By the start of last week, the IMF had softened its stance with IMF Director Christine Lagarde telling German financial journal Handelsblatt: “If the creditors are not yet at that stage where they can agree on and respect our assumptions, if it takes them more time to get there, we can acknowledge that and give them a bit more time.” At the same time, she maintained that “disbursement will only take place once debt relief is clearly articulated by the creditors.”
According to reports, Lagarde will be attending this week’s Eurogroup meeting, which has been taken as a sign that an agreement will be reached.
The rush to reach a compromise underscores the nervousness in ruling circles that the prospect of a Greek default could trigger mass protests and strikes by the working class in Greece, as expressed by the wide participation in last month’s 24-hour general strike. Called by the trade union bureaucracy to coincide with the passage of last month’s measures, it brought the country to a standstill.
While there are differences between the IMF and the EU on the handling of the Greek debt crisis, expressing the increasing divergence between Washington and Berlin’s geopolitical interests, on the question of stepping up the offensive against the working class there is full agreement.
The compromise was initially proposed by Eurogroup President Jeroen Dijsselbloem, who appealed to the IMF “to take a big step and take the programme to the [IMF] board… even if it cannot disburse before the debt question is resolved.”

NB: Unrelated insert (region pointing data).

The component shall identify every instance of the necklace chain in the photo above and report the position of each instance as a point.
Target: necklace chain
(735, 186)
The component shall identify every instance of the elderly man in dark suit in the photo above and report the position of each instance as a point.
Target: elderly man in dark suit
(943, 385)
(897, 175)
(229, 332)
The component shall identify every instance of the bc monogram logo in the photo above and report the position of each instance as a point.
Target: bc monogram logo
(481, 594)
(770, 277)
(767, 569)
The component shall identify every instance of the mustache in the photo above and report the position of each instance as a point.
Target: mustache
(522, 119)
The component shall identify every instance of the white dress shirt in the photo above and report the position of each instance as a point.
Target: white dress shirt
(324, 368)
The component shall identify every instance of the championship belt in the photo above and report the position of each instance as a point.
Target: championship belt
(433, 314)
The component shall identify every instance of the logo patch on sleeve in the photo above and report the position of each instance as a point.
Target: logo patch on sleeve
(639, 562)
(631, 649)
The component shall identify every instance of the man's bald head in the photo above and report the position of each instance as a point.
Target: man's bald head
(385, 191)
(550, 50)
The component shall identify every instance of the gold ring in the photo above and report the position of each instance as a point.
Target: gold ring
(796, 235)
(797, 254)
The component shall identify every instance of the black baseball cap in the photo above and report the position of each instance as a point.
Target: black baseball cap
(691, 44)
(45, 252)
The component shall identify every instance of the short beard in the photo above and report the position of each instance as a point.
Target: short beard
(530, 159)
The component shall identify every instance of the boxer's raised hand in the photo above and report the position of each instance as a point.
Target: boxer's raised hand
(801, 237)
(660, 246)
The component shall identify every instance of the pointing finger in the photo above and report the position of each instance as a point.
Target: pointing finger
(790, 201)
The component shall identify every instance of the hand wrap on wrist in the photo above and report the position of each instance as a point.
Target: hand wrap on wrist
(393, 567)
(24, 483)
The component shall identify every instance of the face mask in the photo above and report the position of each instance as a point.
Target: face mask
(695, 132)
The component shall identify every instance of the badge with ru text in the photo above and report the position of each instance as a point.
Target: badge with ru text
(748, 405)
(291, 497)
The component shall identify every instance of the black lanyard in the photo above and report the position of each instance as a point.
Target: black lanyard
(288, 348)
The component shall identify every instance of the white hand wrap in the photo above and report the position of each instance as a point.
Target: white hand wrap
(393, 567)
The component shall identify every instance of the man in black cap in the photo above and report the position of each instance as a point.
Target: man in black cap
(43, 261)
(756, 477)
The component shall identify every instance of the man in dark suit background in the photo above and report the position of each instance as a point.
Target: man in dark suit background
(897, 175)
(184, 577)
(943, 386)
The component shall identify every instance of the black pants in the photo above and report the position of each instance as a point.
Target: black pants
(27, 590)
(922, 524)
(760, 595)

In response, the IMF’s Thomsen declared, “this is an interesting proposal which we can consider.”
In response Tsakalotos balked that such a compromise “is the worst of all worlds for [Greece],” adding that “we have negotiated a tough programme with the IMF on the proviso that it comes with a plan saying that the debt is not sustainable so we can turn a page. The IMF’s participation must be based on its stating that the debt is sustainable”. All the same Tsakalotos assured that his government remains as reliable as ever in implementing the EU and IMF diktats stating that “you have my personal commitment that the work to complete the prior actions will continue.”
This is just the latest evidence of Syriza’s role as a tool of the financial elite. It was swept into power in January 2015 winning mass support on an anti-austerity ticket. Just a few months later, the pseudo-left party fully capitulated to Greece’s creditors by signing a new bailout package, thus betraying the overwhelming rejection of Greek workers and youth of austerity in the July 2015 referendum.

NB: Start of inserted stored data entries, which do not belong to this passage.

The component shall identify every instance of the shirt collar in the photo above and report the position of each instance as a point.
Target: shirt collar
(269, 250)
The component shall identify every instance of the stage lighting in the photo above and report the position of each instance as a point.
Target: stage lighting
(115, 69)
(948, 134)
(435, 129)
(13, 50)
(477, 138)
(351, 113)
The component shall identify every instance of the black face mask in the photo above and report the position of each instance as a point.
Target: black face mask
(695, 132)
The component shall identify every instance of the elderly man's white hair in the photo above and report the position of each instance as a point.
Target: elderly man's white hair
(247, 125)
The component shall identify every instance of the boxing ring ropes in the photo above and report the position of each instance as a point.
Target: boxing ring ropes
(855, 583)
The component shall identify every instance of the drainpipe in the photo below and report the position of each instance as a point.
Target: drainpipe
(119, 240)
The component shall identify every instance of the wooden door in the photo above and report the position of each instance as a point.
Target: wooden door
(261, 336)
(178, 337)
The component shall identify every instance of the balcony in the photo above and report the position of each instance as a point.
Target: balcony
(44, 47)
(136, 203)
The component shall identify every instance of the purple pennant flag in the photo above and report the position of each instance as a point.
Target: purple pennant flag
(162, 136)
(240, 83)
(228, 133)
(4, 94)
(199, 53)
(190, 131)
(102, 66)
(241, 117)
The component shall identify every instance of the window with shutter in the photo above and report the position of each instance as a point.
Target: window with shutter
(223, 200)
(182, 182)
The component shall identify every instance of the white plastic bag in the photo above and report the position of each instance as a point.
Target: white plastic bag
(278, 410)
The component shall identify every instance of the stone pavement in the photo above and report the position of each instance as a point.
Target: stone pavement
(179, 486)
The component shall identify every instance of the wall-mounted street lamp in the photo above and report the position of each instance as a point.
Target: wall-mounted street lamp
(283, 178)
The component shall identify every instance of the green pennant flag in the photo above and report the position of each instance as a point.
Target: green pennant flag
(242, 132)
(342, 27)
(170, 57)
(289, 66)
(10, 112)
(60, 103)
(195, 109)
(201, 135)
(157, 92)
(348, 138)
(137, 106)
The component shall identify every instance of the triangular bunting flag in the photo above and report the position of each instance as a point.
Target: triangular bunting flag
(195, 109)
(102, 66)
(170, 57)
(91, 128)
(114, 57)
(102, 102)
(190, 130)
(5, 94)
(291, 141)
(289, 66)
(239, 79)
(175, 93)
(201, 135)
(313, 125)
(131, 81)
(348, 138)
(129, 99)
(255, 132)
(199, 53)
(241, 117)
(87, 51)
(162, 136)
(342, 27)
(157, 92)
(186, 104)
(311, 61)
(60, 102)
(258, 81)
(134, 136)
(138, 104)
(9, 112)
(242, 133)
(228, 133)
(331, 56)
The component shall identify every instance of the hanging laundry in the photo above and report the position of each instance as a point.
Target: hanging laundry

Like its social democratic and conservative government predecessors, Syriza relies on undemocratic means to fast-track the austerity measures demanded by the EU/IMF within parliament and on riot police units to put down opposition by workers and youth outside.
Syriza is now widely despised, polling around 16.5 percent according to a recent survey. Some 40 percent of Greeks believe that the measures voted in last month are the most brutal since the first bailout package was signed in 2010.

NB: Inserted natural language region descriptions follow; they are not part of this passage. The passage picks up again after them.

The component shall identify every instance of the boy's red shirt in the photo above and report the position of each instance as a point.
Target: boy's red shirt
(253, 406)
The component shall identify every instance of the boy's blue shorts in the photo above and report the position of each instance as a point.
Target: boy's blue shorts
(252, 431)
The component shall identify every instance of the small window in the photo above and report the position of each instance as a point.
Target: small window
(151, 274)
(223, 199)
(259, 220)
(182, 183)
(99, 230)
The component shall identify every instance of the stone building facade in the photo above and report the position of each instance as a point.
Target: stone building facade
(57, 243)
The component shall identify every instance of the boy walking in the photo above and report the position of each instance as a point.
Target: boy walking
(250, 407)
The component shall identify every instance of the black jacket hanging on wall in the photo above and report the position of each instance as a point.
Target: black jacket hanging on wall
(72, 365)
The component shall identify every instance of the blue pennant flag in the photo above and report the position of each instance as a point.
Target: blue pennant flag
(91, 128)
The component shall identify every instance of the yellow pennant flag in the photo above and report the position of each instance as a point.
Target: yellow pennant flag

Greece’s private sector and public sector trade union federations, GSEE and ADEDY, issued statements condemning the latest measures. Referring to the way the measures were passed, ADEDY stated, “last minute amendments have been used in the past by all pro-austerity governments in order to avoid a social backlash. This did not however contribute to their longevity, nor to the lessening of a backlash and of popular anger.”
Such bluster seeks to conceal the trade union bureaucracy’s own complicity in facilitating the passage of the measures. Countless 24-hour general strikes have been called since 2010, the sole purpose of which has been to allow workers to let off steam while the measures are enacted unopposed.
GSEE also verbally condemned the latest measures and vowed to “militantly continue the struggle through our unions”. Nonetheless, it had no qualms about inviting Finance Minister Tsakalotos and Bank of Greece Governor and former Finance Minister Yiannis Stournaras to speak at an upcoming event organised by its Labour Institute. Both are directly responsible for implementing measures that have pauperised and impoverished the Greek working class.